Nous ferons toutefois remarquer d’emblée qu’il est possible de distinguer entre un conseil relatif à telle action ou détermination individuelle qui, bien que plus rapprochée de la perfection morale, serait censée n’être pas obligatoire pour l’individu et être remise à son libre choix, et un conseil portant sur deux manifestations ou modifications extérieures et également légitimes de la même disposition morale. Dans le premier cas, on oppose l’œuvre morale plus parfaite à l’œuvre morale moins parfaite (et par œuvre nous entendons non pas l’acte extérieur, mais la disposition qui en est l’essence), en laissant l’œuvre plus parfaite facultative pour l’agent. Dans le second cas, on n’oppose plus œuvre plus parfaite à moins parfaite, mais, étant donnée une disposition moralement bonne et parfaite à un moment donné, il peut se présenter deux ou plusieurs modes permis et par conséquent également approuvables, de réaliser cette disposition. La réfutation que nous venons de faire de la doctrine des conseils évangéliques et des œuvres surérogatoires, laisse intacte la part de l’option individuelle portant sur deux partis également moraux et également permis qui se présentent à la réflexion de l’homme dans tel cas donné.

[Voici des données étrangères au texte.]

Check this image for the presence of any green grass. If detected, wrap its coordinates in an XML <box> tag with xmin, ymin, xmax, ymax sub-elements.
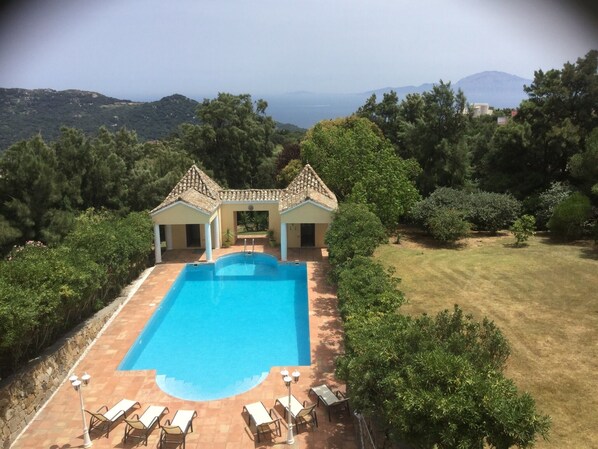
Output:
<box><xmin>376</xmin><ymin>230</ymin><xmax>598</xmax><ymax>449</ymax></box>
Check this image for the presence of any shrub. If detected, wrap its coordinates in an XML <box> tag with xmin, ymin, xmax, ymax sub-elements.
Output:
<box><xmin>511</xmin><ymin>215</ymin><xmax>536</xmax><ymax>246</ymax></box>
<box><xmin>466</xmin><ymin>191</ymin><xmax>521</xmax><ymax>233</ymax></box>
<box><xmin>427</xmin><ymin>208</ymin><xmax>470</xmax><ymax>242</ymax></box>
<box><xmin>535</xmin><ymin>182</ymin><xmax>572</xmax><ymax>229</ymax></box>
<box><xmin>548</xmin><ymin>192</ymin><xmax>592</xmax><ymax>240</ymax></box>
<box><xmin>0</xmin><ymin>211</ymin><xmax>152</xmax><ymax>377</ymax></box>
<box><xmin>411</xmin><ymin>187</ymin><xmax>521</xmax><ymax>232</ymax></box>
<box><xmin>324</xmin><ymin>203</ymin><xmax>387</xmax><ymax>278</ymax></box>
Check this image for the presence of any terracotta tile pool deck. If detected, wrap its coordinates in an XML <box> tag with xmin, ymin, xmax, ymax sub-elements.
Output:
<box><xmin>11</xmin><ymin>243</ymin><xmax>358</xmax><ymax>449</ymax></box>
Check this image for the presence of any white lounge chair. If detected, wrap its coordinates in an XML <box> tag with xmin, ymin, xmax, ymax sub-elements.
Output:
<box><xmin>160</xmin><ymin>410</ymin><xmax>197</xmax><ymax>449</ymax></box>
<box><xmin>309</xmin><ymin>385</ymin><xmax>349</xmax><ymax>421</ymax></box>
<box><xmin>85</xmin><ymin>399</ymin><xmax>140</xmax><ymax>437</ymax></box>
<box><xmin>243</xmin><ymin>402</ymin><xmax>281</xmax><ymax>443</ymax></box>
<box><xmin>123</xmin><ymin>405</ymin><xmax>168</xmax><ymax>446</ymax></box>
<box><xmin>274</xmin><ymin>395</ymin><xmax>318</xmax><ymax>428</ymax></box>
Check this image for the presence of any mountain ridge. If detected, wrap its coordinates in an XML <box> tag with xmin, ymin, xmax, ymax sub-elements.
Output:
<box><xmin>0</xmin><ymin>71</ymin><xmax>532</xmax><ymax>152</ymax></box>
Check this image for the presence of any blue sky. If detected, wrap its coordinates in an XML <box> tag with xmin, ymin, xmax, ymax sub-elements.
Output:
<box><xmin>0</xmin><ymin>0</ymin><xmax>598</xmax><ymax>100</ymax></box>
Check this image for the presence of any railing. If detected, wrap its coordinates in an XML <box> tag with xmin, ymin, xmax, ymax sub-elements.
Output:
<box><xmin>243</xmin><ymin>239</ymin><xmax>255</xmax><ymax>253</ymax></box>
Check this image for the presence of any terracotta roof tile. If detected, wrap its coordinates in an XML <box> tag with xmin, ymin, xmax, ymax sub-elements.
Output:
<box><xmin>150</xmin><ymin>164</ymin><xmax>338</xmax><ymax>214</ymax></box>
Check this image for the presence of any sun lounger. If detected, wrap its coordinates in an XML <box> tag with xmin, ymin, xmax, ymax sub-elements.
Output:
<box><xmin>85</xmin><ymin>399</ymin><xmax>140</xmax><ymax>437</ymax></box>
<box><xmin>309</xmin><ymin>385</ymin><xmax>349</xmax><ymax>421</ymax></box>
<box><xmin>243</xmin><ymin>402</ymin><xmax>281</xmax><ymax>443</ymax></box>
<box><xmin>123</xmin><ymin>405</ymin><xmax>168</xmax><ymax>446</ymax></box>
<box><xmin>160</xmin><ymin>410</ymin><xmax>197</xmax><ymax>449</ymax></box>
<box><xmin>274</xmin><ymin>395</ymin><xmax>318</xmax><ymax>428</ymax></box>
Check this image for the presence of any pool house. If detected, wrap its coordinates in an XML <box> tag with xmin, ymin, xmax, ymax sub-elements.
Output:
<box><xmin>150</xmin><ymin>164</ymin><xmax>338</xmax><ymax>263</ymax></box>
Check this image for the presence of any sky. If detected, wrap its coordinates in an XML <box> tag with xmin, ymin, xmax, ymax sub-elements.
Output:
<box><xmin>0</xmin><ymin>0</ymin><xmax>598</xmax><ymax>100</ymax></box>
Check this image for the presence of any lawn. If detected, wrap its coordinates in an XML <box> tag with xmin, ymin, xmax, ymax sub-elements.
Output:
<box><xmin>376</xmin><ymin>229</ymin><xmax>598</xmax><ymax>449</ymax></box>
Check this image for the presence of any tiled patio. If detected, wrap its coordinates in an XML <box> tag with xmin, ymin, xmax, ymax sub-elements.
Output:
<box><xmin>12</xmin><ymin>240</ymin><xmax>357</xmax><ymax>449</ymax></box>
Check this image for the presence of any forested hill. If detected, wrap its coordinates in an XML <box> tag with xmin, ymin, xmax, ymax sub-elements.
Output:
<box><xmin>0</xmin><ymin>88</ymin><xmax>198</xmax><ymax>152</ymax></box>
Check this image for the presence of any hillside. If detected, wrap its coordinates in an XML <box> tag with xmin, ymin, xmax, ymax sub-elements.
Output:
<box><xmin>0</xmin><ymin>88</ymin><xmax>198</xmax><ymax>151</ymax></box>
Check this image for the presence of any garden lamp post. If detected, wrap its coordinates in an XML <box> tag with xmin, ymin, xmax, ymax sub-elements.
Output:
<box><xmin>280</xmin><ymin>368</ymin><xmax>300</xmax><ymax>444</ymax></box>
<box><xmin>69</xmin><ymin>373</ymin><xmax>92</xmax><ymax>447</ymax></box>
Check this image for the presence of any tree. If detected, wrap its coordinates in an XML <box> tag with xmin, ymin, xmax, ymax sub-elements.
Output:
<box><xmin>301</xmin><ymin>117</ymin><xmax>419</xmax><ymax>230</ymax></box>
<box><xmin>324</xmin><ymin>203</ymin><xmax>386</xmax><ymax>276</ymax></box>
<box><xmin>547</xmin><ymin>192</ymin><xmax>592</xmax><ymax>240</ymax></box>
<box><xmin>511</xmin><ymin>215</ymin><xmax>536</xmax><ymax>246</ymax></box>
<box><xmin>426</xmin><ymin>207</ymin><xmax>471</xmax><ymax>242</ymax></box>
<box><xmin>0</xmin><ymin>135</ymin><xmax>61</xmax><ymax>240</ymax></box>
<box><xmin>515</xmin><ymin>50</ymin><xmax>598</xmax><ymax>190</ymax></box>
<box><xmin>399</xmin><ymin>80</ymin><xmax>470</xmax><ymax>194</ymax></box>
<box><xmin>337</xmin><ymin>307</ymin><xmax>550</xmax><ymax>449</ymax></box>
<box><xmin>568</xmin><ymin>127</ymin><xmax>598</xmax><ymax>196</ymax></box>
<box><xmin>178</xmin><ymin>93</ymin><xmax>275</xmax><ymax>188</ymax></box>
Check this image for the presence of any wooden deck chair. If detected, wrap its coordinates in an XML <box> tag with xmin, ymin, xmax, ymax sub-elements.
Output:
<box><xmin>160</xmin><ymin>410</ymin><xmax>197</xmax><ymax>449</ymax></box>
<box><xmin>309</xmin><ymin>385</ymin><xmax>349</xmax><ymax>421</ymax></box>
<box><xmin>243</xmin><ymin>402</ymin><xmax>281</xmax><ymax>443</ymax></box>
<box><xmin>123</xmin><ymin>405</ymin><xmax>168</xmax><ymax>446</ymax></box>
<box><xmin>85</xmin><ymin>399</ymin><xmax>140</xmax><ymax>437</ymax></box>
<box><xmin>274</xmin><ymin>395</ymin><xmax>318</xmax><ymax>431</ymax></box>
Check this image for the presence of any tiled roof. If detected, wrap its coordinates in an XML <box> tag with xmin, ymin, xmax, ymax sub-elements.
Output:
<box><xmin>278</xmin><ymin>164</ymin><xmax>338</xmax><ymax>212</ymax></box>
<box><xmin>150</xmin><ymin>165</ymin><xmax>222</xmax><ymax>213</ymax></box>
<box><xmin>220</xmin><ymin>189</ymin><xmax>282</xmax><ymax>202</ymax></box>
<box><xmin>151</xmin><ymin>164</ymin><xmax>337</xmax><ymax>214</ymax></box>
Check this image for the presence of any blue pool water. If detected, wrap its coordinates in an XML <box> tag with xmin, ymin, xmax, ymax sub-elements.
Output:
<box><xmin>118</xmin><ymin>253</ymin><xmax>310</xmax><ymax>401</ymax></box>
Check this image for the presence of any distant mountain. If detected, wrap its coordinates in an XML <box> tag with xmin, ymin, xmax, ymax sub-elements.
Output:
<box><xmin>455</xmin><ymin>72</ymin><xmax>532</xmax><ymax>108</ymax></box>
<box><xmin>0</xmin><ymin>88</ymin><xmax>304</xmax><ymax>153</ymax></box>
<box><xmin>364</xmin><ymin>71</ymin><xmax>532</xmax><ymax>108</ymax></box>
<box><xmin>263</xmin><ymin>72</ymin><xmax>532</xmax><ymax>128</ymax></box>
<box><xmin>0</xmin><ymin>88</ymin><xmax>198</xmax><ymax>151</ymax></box>
<box><xmin>0</xmin><ymin>72</ymin><xmax>532</xmax><ymax>152</ymax></box>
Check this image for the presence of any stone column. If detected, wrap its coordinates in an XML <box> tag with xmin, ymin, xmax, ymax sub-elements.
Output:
<box><xmin>154</xmin><ymin>224</ymin><xmax>162</xmax><ymax>263</ymax></box>
<box><xmin>280</xmin><ymin>223</ymin><xmax>287</xmax><ymax>262</ymax></box>
<box><xmin>204</xmin><ymin>222</ymin><xmax>212</xmax><ymax>262</ymax></box>
<box><xmin>214</xmin><ymin>214</ymin><xmax>222</xmax><ymax>249</ymax></box>
<box><xmin>165</xmin><ymin>225</ymin><xmax>172</xmax><ymax>250</ymax></box>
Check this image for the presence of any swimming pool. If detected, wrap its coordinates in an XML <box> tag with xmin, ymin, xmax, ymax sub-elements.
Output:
<box><xmin>118</xmin><ymin>253</ymin><xmax>310</xmax><ymax>401</ymax></box>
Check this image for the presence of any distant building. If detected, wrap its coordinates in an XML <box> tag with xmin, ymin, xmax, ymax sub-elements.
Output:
<box><xmin>473</xmin><ymin>103</ymin><xmax>494</xmax><ymax>117</ymax></box>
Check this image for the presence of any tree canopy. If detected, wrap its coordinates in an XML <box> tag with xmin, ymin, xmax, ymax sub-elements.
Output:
<box><xmin>301</xmin><ymin>117</ymin><xmax>419</xmax><ymax>229</ymax></box>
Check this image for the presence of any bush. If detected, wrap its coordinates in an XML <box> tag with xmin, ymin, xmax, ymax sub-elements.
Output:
<box><xmin>535</xmin><ymin>182</ymin><xmax>573</xmax><ymax>229</ymax></box>
<box><xmin>548</xmin><ymin>192</ymin><xmax>592</xmax><ymax>240</ymax></box>
<box><xmin>411</xmin><ymin>187</ymin><xmax>521</xmax><ymax>232</ymax></box>
<box><xmin>337</xmin><ymin>256</ymin><xmax>405</xmax><ymax>324</ymax></box>
<box><xmin>427</xmin><ymin>208</ymin><xmax>470</xmax><ymax>242</ymax></box>
<box><xmin>324</xmin><ymin>203</ymin><xmax>387</xmax><ymax>278</ymax></box>
<box><xmin>466</xmin><ymin>191</ymin><xmax>521</xmax><ymax>233</ymax></box>
<box><xmin>511</xmin><ymin>215</ymin><xmax>536</xmax><ymax>246</ymax></box>
<box><xmin>0</xmin><ymin>212</ymin><xmax>152</xmax><ymax>377</ymax></box>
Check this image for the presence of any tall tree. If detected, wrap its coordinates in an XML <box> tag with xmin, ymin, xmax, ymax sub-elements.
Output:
<box><xmin>515</xmin><ymin>50</ymin><xmax>598</xmax><ymax>190</ymax></box>
<box><xmin>180</xmin><ymin>93</ymin><xmax>275</xmax><ymax>188</ymax></box>
<box><xmin>301</xmin><ymin>116</ymin><xmax>419</xmax><ymax>230</ymax></box>
<box><xmin>0</xmin><ymin>135</ymin><xmax>60</xmax><ymax>240</ymax></box>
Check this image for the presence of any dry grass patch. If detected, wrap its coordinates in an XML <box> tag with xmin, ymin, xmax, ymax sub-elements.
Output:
<box><xmin>376</xmin><ymin>230</ymin><xmax>598</xmax><ymax>449</ymax></box>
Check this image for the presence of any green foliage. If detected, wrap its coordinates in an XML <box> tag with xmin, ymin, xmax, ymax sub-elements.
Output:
<box><xmin>511</xmin><ymin>215</ymin><xmax>536</xmax><ymax>246</ymax></box>
<box><xmin>326</xmin><ymin>192</ymin><xmax>550</xmax><ymax>449</ymax></box>
<box><xmin>569</xmin><ymin>127</ymin><xmax>598</xmax><ymax>195</ymax></box>
<box><xmin>468</xmin><ymin>191</ymin><xmax>521</xmax><ymax>233</ymax></box>
<box><xmin>0</xmin><ymin>128</ymin><xmax>188</xmax><ymax>253</ymax></box>
<box><xmin>301</xmin><ymin>117</ymin><xmax>419</xmax><ymax>230</ymax></box>
<box><xmin>337</xmin><ymin>256</ymin><xmax>405</xmax><ymax>326</ymax></box>
<box><xmin>411</xmin><ymin>187</ymin><xmax>521</xmax><ymax>236</ymax></box>
<box><xmin>548</xmin><ymin>192</ymin><xmax>592</xmax><ymax>240</ymax></box>
<box><xmin>0</xmin><ymin>211</ymin><xmax>152</xmax><ymax>377</ymax></box>
<box><xmin>176</xmin><ymin>93</ymin><xmax>275</xmax><ymax>188</ymax></box>
<box><xmin>324</xmin><ymin>203</ymin><xmax>387</xmax><ymax>276</ymax></box>
<box><xmin>426</xmin><ymin>208</ymin><xmax>471</xmax><ymax>242</ymax></box>
<box><xmin>536</xmin><ymin>182</ymin><xmax>573</xmax><ymax>229</ymax></box>
<box><xmin>338</xmin><ymin>307</ymin><xmax>549</xmax><ymax>448</ymax></box>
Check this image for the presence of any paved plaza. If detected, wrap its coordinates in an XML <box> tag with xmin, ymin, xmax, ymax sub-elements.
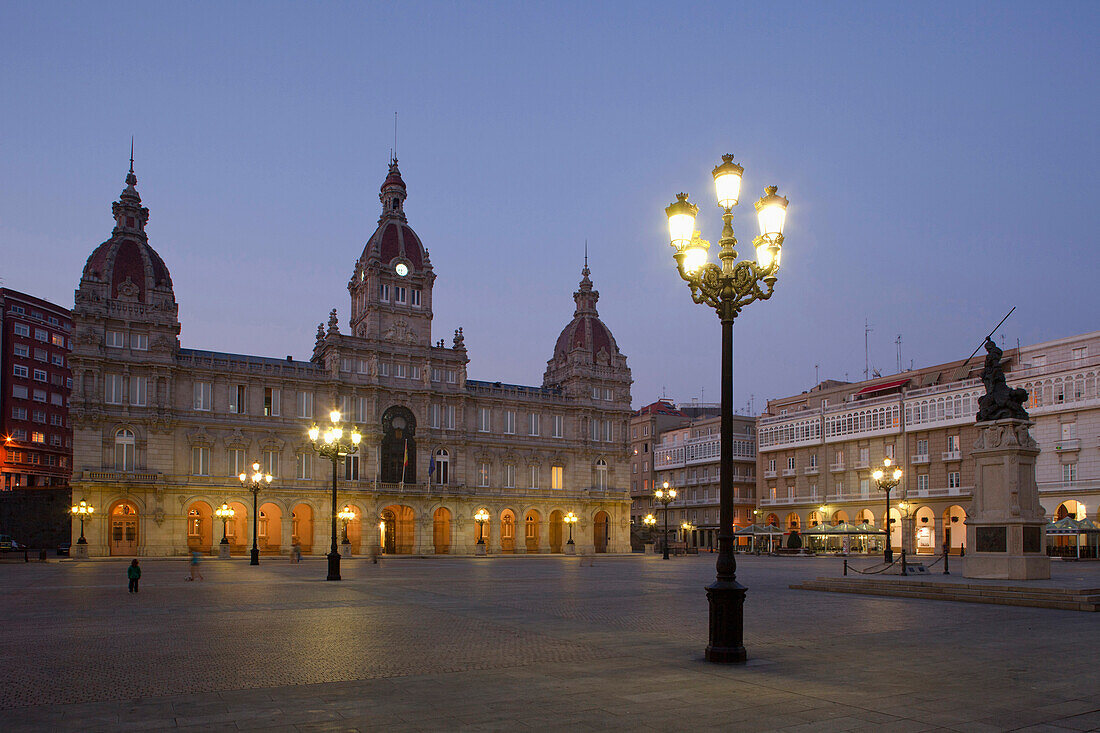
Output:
<box><xmin>0</xmin><ymin>555</ymin><xmax>1100</xmax><ymax>733</ymax></box>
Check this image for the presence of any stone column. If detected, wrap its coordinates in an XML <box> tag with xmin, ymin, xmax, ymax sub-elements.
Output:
<box><xmin>963</xmin><ymin>418</ymin><xmax>1051</xmax><ymax>580</ymax></box>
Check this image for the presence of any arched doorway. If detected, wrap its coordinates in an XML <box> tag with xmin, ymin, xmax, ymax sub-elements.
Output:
<box><xmin>382</xmin><ymin>504</ymin><xmax>416</xmax><ymax>555</ymax></box>
<box><xmin>501</xmin><ymin>510</ymin><xmax>516</xmax><ymax>553</ymax></box>
<box><xmin>913</xmin><ymin>506</ymin><xmax>938</xmax><ymax>555</ymax></box>
<box><xmin>592</xmin><ymin>511</ymin><xmax>612</xmax><ymax>553</ymax></box>
<box><xmin>107</xmin><ymin>501</ymin><xmax>139</xmax><ymax>555</ymax></box>
<box><xmin>256</xmin><ymin>503</ymin><xmax>283</xmax><ymax>555</ymax></box>
<box><xmin>187</xmin><ymin>502</ymin><xmax>210</xmax><ymax>553</ymax></box>
<box><xmin>944</xmin><ymin>504</ymin><xmax>966</xmax><ymax>555</ymax></box>
<box><xmin>431</xmin><ymin>506</ymin><xmax>451</xmax><ymax>555</ymax></box>
<box><xmin>290</xmin><ymin>504</ymin><xmax>314</xmax><ymax>555</ymax></box>
<box><xmin>524</xmin><ymin>510</ymin><xmax>541</xmax><ymax>554</ymax></box>
<box><xmin>380</xmin><ymin>405</ymin><xmax>416</xmax><ymax>483</ymax></box>
<box><xmin>550</xmin><ymin>510</ymin><xmax>565</xmax><ymax>553</ymax></box>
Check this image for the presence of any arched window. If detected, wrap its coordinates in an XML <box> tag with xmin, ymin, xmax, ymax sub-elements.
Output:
<box><xmin>596</xmin><ymin>458</ymin><xmax>607</xmax><ymax>489</ymax></box>
<box><xmin>114</xmin><ymin>428</ymin><xmax>134</xmax><ymax>471</ymax></box>
<box><xmin>429</xmin><ymin>448</ymin><xmax>451</xmax><ymax>485</ymax></box>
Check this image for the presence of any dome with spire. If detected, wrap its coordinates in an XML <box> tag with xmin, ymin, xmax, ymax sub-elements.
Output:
<box><xmin>80</xmin><ymin>151</ymin><xmax>172</xmax><ymax>304</ymax></box>
<box><xmin>553</xmin><ymin>262</ymin><xmax>619</xmax><ymax>363</ymax></box>
<box><xmin>360</xmin><ymin>157</ymin><xmax>431</xmax><ymax>271</ymax></box>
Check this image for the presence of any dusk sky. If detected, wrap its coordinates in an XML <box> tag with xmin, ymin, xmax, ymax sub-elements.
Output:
<box><xmin>0</xmin><ymin>2</ymin><xmax>1100</xmax><ymax>412</ymax></box>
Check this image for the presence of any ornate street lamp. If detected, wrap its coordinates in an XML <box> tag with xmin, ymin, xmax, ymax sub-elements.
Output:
<box><xmin>474</xmin><ymin>507</ymin><xmax>488</xmax><ymax>555</ymax></box>
<box><xmin>337</xmin><ymin>504</ymin><xmax>355</xmax><ymax>557</ymax></box>
<box><xmin>237</xmin><ymin>461</ymin><xmax>272</xmax><ymax>565</ymax></box>
<box><xmin>653</xmin><ymin>481</ymin><xmax>677</xmax><ymax>560</ymax></box>
<box><xmin>69</xmin><ymin>499</ymin><xmax>96</xmax><ymax>545</ymax></box>
<box><xmin>309</xmin><ymin>409</ymin><xmax>363</xmax><ymax>580</ymax></box>
<box><xmin>871</xmin><ymin>458</ymin><xmax>905</xmax><ymax>562</ymax></box>
<box><xmin>213</xmin><ymin>502</ymin><xmax>237</xmax><ymax>545</ymax></box>
<box><xmin>664</xmin><ymin>155</ymin><xmax>788</xmax><ymax>664</ymax></box>
<box><xmin>561</xmin><ymin>512</ymin><xmax>576</xmax><ymax>555</ymax></box>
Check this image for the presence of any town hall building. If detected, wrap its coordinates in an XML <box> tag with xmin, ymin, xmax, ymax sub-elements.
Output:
<box><xmin>70</xmin><ymin>160</ymin><xmax>631</xmax><ymax>556</ymax></box>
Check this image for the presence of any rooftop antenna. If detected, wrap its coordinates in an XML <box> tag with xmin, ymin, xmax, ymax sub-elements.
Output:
<box><xmin>864</xmin><ymin>318</ymin><xmax>871</xmax><ymax>381</ymax></box>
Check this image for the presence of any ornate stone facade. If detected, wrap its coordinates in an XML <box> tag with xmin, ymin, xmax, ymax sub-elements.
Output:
<box><xmin>72</xmin><ymin>160</ymin><xmax>631</xmax><ymax>555</ymax></box>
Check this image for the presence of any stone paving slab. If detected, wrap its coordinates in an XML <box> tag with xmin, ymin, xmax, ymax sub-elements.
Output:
<box><xmin>0</xmin><ymin>555</ymin><xmax>1100</xmax><ymax>733</ymax></box>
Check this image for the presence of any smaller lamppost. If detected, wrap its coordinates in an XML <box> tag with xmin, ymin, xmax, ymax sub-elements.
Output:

Une seconde confusion, presque constante chez ceux qui traitent cette matière, est celle que l’on fait entre les catégories de l’indifférent et du permis, à telles enseignes que l’Encyclopédie de Herzog réunit ces deux sujets sous une seule rubrique, en renvoyant, dans le registre général, de l’un à l’autre.
Nous distinguons les deux catégories de l’indifférent et du permis en ceci, que l’indifférent est en dehors du domaine régi par la loi, ne ressortit pas encore à l’ordre moral, tandis que le permis y a, selon nous, sa place assignée et consacrée par la loi elle-même. Aussi traiterons-nous ces deux sujets dans deux paragraphes distincts.